Because of the different functional group on atom C7 of (I) and (II), the supramolecular structure of (II), as expected, differs from that of (I). Fig. 4 clearly compares the packing arrangement of both compounds. The ions of (II) are connected into a two-dimensional hydrogen-bonded network, this time parallel to the (102) plane, via N—H···Br and N—H···O hydrogen bonds (Table 2). As in (I), all ammonium group H atoms are involved in hydrogen bonds with two different Br- ions and with the carbonyl O atom of a neighbouring cation, while each anion accepts two hydrogen bonds. Also as in (I), the carbonyl O atom participates in hydrogen bonding with another neighbouring cation through an N—H···O hydrogen bond. This interaction links the glide-plane related cations into zigzag chains which run parallel to the [001] direction and which can be described by a graph-set motif of C(8) (Fig. 5).
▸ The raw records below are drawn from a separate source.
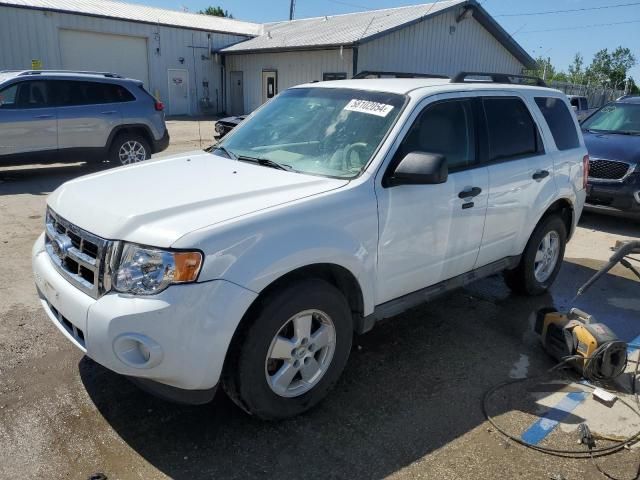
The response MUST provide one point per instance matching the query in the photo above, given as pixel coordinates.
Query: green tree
(216, 12)
(610, 68)
(576, 72)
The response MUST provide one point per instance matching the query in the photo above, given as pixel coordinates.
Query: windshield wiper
(265, 162)
(226, 151)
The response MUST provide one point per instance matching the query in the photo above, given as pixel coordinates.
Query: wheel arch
(564, 208)
(135, 128)
(338, 276)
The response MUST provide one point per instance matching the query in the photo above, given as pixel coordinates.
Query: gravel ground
(408, 405)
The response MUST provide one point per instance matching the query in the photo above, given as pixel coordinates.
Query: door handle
(540, 174)
(470, 192)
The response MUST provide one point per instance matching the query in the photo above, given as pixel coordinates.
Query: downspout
(355, 60)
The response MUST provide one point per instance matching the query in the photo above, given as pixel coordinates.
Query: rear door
(27, 118)
(521, 182)
(88, 112)
(430, 233)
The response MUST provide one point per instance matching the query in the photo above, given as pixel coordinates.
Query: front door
(28, 120)
(430, 233)
(178, 92)
(521, 177)
(237, 93)
(269, 84)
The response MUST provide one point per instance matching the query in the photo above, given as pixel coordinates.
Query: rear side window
(560, 122)
(512, 132)
(73, 93)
The centrosymmetric hydrogen-bonded rings formed by adjacent cations in the chains can be described by the graph-set motif R42(8). The aggregation of ring and chain motifs in (II) also leads to a two-dimensional hydrogen-bonded sheet-like structure (Fig. 5). Adjacent sheets are stacked in the [102] direction to give a three-dimensional framework, where weak interlayer C—H···Br interactions are present [C6···Br1(x + 1, y, z) = 3.854 (3) Å and C8···Br1(x + 1, -y + 1/2, z - 1/2) = 3.809 (4) Å]. No intermolecular π–π interactions are evident in either crystal structure. The shortest centroid-to-centroid distances in (I) and (II) are ca 4.06 and 3.86 Å, respectively.